Luisa se detuvo y bebió otro sorbo de su copita, fue un gesto más maquinal que otra cosa, de hecho le quedaba sólo una gota. No tenía los ojos idos, sino encendidos, como si las figuraciones, lejos de abstraerla, la pusieran alerta y le dieran momentánea fuerza y la hicieran sentirse más en el mundo real, aunque fuera un mundo real ya pasado. Yo no la conocía apenas, pero iba teniendo la sensación de que su presente le causaba tanto desconcierto que en él era mucho más vulnerable y lánguida que cuando se instalaba en el pasado, incluso en el instante más doloroso y final del pasado, como acababa de hacer ahora. Sus ojos castaños eran bonitos con aquel fulgor, rasgados, uno visiblemente más grande que el otro sin que eso se los afeara en modo alguno, tenían intensidad y viveza mientras ella se ponía en el lugar de Desvern moribundo. Sin duda era una mujer casi guapa, hasta en medio de sus penalidades; cuánto más cuando se la veía alegre, como yo la había visto tantas mañanas.

—Pero él no pudo pensar nada de eso, si no entendí mal lo que traía el periódico —me atreví a apuntar. No sabía qué decir o no había que decir nada, pero tampoco me pareció adecuado permanecer callada.

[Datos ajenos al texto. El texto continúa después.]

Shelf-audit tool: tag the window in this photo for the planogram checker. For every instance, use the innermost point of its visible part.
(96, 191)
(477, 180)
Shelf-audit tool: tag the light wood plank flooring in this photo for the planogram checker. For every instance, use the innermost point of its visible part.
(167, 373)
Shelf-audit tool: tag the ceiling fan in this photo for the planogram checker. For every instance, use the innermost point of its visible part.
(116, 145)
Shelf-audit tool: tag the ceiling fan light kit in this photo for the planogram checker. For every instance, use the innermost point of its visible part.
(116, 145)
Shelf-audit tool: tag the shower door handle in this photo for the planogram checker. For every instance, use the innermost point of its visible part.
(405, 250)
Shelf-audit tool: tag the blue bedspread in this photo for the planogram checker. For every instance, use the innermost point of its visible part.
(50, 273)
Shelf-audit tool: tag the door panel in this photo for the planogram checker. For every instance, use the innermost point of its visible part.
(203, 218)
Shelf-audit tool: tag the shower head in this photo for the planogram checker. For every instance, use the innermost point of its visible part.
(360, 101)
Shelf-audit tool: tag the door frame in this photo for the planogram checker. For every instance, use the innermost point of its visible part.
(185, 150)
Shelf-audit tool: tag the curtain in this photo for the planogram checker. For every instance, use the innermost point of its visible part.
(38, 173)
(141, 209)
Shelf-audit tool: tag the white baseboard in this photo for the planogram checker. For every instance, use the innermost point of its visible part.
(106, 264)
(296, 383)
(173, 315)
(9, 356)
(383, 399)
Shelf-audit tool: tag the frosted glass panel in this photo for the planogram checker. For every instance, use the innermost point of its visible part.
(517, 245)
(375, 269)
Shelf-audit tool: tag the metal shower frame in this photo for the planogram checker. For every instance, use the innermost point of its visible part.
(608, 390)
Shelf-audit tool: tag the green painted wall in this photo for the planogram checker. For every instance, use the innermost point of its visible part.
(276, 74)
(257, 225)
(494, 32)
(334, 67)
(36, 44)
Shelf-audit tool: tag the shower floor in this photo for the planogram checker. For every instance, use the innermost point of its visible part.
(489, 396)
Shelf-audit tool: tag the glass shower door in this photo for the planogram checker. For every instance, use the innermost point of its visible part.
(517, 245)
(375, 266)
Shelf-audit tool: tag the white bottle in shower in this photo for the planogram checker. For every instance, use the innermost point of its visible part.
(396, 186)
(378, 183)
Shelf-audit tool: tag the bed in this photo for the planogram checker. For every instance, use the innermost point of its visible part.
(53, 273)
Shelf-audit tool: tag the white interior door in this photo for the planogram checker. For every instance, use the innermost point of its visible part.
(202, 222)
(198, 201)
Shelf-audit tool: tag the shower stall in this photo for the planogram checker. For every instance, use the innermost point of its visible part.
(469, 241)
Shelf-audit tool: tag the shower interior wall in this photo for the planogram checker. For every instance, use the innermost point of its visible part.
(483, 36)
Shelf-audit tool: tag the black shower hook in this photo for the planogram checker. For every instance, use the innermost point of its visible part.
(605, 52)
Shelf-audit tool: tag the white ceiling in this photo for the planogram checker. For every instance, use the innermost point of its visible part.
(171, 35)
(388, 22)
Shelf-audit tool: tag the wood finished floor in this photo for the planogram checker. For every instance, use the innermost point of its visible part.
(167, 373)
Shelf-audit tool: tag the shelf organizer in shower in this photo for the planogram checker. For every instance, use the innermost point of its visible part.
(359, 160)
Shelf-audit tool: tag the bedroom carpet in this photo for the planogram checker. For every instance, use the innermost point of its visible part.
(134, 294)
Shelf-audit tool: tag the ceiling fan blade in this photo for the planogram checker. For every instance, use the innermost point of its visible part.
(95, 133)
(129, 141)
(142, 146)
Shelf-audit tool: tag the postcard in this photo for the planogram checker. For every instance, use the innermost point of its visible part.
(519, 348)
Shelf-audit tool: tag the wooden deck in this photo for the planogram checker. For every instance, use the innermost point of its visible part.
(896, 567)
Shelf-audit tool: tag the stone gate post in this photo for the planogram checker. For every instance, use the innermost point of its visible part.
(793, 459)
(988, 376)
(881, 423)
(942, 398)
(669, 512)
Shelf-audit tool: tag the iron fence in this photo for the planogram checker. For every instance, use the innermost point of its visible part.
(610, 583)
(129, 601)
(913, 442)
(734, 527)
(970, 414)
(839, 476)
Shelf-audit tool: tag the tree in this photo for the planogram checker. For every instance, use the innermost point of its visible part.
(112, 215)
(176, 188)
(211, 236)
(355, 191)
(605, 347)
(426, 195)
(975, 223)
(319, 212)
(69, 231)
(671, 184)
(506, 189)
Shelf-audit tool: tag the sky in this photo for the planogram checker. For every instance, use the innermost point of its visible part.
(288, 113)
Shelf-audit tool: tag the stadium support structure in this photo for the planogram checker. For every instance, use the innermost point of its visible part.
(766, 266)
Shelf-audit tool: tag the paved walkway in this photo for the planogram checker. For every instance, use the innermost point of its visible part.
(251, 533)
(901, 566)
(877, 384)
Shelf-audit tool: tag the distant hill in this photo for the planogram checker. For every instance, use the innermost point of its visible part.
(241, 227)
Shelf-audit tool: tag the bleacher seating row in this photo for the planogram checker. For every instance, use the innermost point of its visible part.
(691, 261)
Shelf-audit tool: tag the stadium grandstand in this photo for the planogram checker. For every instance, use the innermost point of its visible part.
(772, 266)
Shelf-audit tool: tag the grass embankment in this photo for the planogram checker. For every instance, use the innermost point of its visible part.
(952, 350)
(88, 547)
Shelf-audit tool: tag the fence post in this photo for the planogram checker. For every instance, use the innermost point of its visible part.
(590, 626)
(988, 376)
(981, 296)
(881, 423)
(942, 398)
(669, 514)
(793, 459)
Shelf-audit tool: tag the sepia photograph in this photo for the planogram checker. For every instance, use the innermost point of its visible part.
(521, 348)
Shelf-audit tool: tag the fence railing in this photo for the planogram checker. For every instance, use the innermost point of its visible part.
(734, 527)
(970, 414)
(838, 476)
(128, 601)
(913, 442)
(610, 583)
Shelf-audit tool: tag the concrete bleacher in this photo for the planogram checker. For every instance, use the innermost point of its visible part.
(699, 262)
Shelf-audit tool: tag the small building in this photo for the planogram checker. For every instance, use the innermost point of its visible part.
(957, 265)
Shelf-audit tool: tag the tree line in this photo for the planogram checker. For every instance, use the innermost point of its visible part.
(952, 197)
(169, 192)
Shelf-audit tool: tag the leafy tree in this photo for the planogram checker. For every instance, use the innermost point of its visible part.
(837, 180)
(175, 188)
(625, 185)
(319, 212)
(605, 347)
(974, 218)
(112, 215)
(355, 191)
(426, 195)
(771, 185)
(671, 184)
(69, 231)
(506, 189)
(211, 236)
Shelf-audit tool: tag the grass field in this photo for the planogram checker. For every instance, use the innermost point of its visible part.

—No, claro que no —me contestó con celeridad y un leve dejo de desafío—. No lo pudo pensar mientras lo trasladaban al hospital, porque para entonces ya estaba inconsciente y la conciencia no volvió a recobrarla. Pero sí quizá algo parecido, anticipándose, mientras aún lo estaban apuñalando. No dejo de representarme ese momento, esos segundos, los que durara el ataque hasta que él parara de defenderse y ya no se diera cuenta de nada, hasta que perdiera el sentido y ya no experimentara nada, ni desesperación ni dolor ni... —Buscó un instante qué más podría haber experimentado justo antes de caer semimuerto—. Ni despedida. Yo jamás había pensado los pensamientos de nadie, lo que pueda pensar otro, ni siquiera él, no es mi estilo, carezco de imaginación, mi cabeza no da para eso. Y ahora, en cambio, lo hago casi todo el rato. Ya te digo, se me ha alterado el cerebro, y es como si no me reconociera; o a lo mejor, también se me ocurre, como si no me hubiera conocido durante toda mi vida anterior, y tampoco Miguel me hubiera conocido entonces: en realidad no habría podido y habría estado fuera de su alcance, ¿no es extraño?, si la verdadera fuera esta que asocia cosas continuamente, cosas que hace unos meses me habrían parecido dispares e inasociables. Si soy la que soy a raíz de su muerte, para él he sido siempre otra distinta, y habría seguido siendo la que ya no soy, indefinidamente, de haber continuado él con vida. No sé si me entiendes —añadió percatándose de que lo que explicaba era abstruso.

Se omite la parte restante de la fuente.